Comme si les journalistes étaient d’une caste à part, qui ne travaillait pas pour « les honnêtes citoyens qui travaillent fort », pour reprendre le cliché.

Entendons-nous, M. Poilievre n’est pas le premier élu à attaquer les médias. C’est même une tradition en politique depuis que le monde est monde. Mais ce qui apparaît de plus en plus clair, c’est que le nouveau chef conservateur ne se contente pas de critiquer une couverture qu’il juge biaisée, il s’attaque à l’intégrité même des journalistes.

En ce sens, M. Poilievre nous amène sur le terrain des républicains américains.

Son ancien collègue Jason Kenney déplorait d’ailleurs récemment l’influence croissante qu’a Donald Trump sur la droite canadienne. L’ancien ministre de Stephen Harper et premier ministre de l’Alberta s’en inquiétait il y a quelques mois en entrevue à la balado du journaliste Paul Wells.

Difficile de voir là une exagération ou une amertume de M. Kenney après s’être fait montrer la porte du gouvernement par une frange libertarienne de l’électorat.
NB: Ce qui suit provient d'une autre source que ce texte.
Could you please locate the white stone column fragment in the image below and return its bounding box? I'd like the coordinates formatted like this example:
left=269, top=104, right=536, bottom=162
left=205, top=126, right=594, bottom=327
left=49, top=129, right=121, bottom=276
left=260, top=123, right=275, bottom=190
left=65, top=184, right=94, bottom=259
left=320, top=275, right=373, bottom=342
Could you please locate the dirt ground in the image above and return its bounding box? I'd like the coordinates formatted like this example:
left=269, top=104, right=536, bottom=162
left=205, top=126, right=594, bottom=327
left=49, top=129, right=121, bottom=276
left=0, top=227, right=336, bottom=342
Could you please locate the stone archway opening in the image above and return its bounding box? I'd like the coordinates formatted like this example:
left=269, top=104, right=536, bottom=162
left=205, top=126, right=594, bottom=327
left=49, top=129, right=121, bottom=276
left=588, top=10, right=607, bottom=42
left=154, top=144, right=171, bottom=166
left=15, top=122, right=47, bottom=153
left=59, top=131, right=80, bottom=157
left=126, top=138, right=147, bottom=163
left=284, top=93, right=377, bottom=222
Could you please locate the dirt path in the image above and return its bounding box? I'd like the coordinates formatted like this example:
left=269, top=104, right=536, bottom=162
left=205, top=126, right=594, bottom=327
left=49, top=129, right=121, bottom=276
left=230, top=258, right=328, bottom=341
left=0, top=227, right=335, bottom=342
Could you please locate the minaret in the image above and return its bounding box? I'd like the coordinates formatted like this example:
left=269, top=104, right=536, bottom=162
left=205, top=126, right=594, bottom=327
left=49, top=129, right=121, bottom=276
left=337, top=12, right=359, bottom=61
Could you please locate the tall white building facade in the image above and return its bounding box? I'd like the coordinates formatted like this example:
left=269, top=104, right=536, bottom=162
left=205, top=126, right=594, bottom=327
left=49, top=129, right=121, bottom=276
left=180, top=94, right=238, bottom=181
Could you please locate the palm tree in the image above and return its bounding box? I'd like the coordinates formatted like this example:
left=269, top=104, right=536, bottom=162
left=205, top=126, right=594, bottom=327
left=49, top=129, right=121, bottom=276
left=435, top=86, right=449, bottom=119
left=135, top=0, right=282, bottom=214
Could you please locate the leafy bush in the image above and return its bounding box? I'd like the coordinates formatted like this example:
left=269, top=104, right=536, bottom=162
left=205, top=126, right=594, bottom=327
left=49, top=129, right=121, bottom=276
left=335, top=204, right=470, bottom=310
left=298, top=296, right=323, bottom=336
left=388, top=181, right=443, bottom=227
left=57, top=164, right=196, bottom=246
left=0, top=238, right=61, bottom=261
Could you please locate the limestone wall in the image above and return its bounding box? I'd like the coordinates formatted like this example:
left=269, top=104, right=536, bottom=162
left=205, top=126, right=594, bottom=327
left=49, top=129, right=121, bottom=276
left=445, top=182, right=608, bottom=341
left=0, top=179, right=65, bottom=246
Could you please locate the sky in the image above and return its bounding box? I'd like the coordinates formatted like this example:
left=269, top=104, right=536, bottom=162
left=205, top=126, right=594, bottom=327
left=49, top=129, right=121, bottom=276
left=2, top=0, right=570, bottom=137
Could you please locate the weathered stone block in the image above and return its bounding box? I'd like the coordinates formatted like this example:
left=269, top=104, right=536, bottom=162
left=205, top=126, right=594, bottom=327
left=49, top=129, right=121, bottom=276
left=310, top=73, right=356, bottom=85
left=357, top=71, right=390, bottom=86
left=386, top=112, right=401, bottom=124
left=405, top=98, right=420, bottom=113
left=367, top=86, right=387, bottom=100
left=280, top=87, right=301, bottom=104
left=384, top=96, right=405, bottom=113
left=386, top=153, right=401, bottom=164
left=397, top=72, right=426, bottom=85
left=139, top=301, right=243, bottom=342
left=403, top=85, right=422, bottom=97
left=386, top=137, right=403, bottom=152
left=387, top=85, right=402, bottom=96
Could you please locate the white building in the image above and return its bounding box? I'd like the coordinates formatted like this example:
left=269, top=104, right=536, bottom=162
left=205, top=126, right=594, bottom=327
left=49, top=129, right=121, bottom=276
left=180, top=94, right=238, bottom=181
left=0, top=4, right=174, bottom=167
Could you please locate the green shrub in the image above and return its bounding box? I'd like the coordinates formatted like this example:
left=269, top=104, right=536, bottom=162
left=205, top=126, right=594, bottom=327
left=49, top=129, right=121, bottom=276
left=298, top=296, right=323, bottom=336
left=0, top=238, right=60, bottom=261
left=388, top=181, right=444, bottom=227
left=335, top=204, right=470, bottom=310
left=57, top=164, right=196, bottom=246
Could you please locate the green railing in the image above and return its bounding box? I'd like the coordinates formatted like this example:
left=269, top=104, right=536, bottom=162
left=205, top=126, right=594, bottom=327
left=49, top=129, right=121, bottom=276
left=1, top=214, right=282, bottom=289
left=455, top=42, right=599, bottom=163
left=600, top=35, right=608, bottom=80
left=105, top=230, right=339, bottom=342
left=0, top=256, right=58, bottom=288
Regardez seulement l’infolettre envoyée aux membres du Parti conservateur après l’élection de M. Poilievre : on invitait les membres à donner afin de contrer les médias, « qui ne veulent même plus faire semblant d’être impartiaux ». « Ils veulent que nous perdions. »

Pierre Poilievre nous place ainsi, nous des médias, dans une délicate position : ou bien on ne dit rien, et on cautionne cette dynamique agressive et délétère contre les journalistes ; ou bien on répond, comme je le fais ici, et on donne l’impression de s’opposer aux élus de droite… confirmant ainsi leur prétention !

On avance ainsi tranquillement sur le terrain ouvert par les Trump et autres Éric Zemmour, qui ont pris l’habitude de dépeindre « les médias » comme un bloc monolithique contre lequel ils seraient supposément en guerre perpétuelle, de part et d’autre.

« Alors qu’en fait, quand ils se disent contre les médias, ils ne sont pas tant contre les médias en général, ils sont contre les médias qui ne les appuient pas complètement », conclut le professeur Philippe Bernier Arcand, qui vient de publier l’essai Faux rebelles, sur la nouvelle mouvance de droite. « Ils sont contre ceux qui laissent place au pluralisme et à la critique. »

Il rappelle ainsi que Donald Trump a pu compter sur des appuis au Wall Street Journal et à Fox. Que Zemmour a reçu les éloges de Valeurs actuelles, CNEWS et Figaro Vox. Et que Pierre Poilievre a eu droit à l’appui de grands médias, comme le Post et les journaux Sun, ainsi qu’à un traitement journalistique ni plus positif ni plus négatif que ce à quoi a droit actuellement son rival Justin Trudeau.

Bref, ces politiciens populistes s’inventent un épouvantail contre lequel se positionner, une posture d’autant plus commode qu’elle permet de jeter un doute sur tout ce qui ne leur est pas totalement favorable.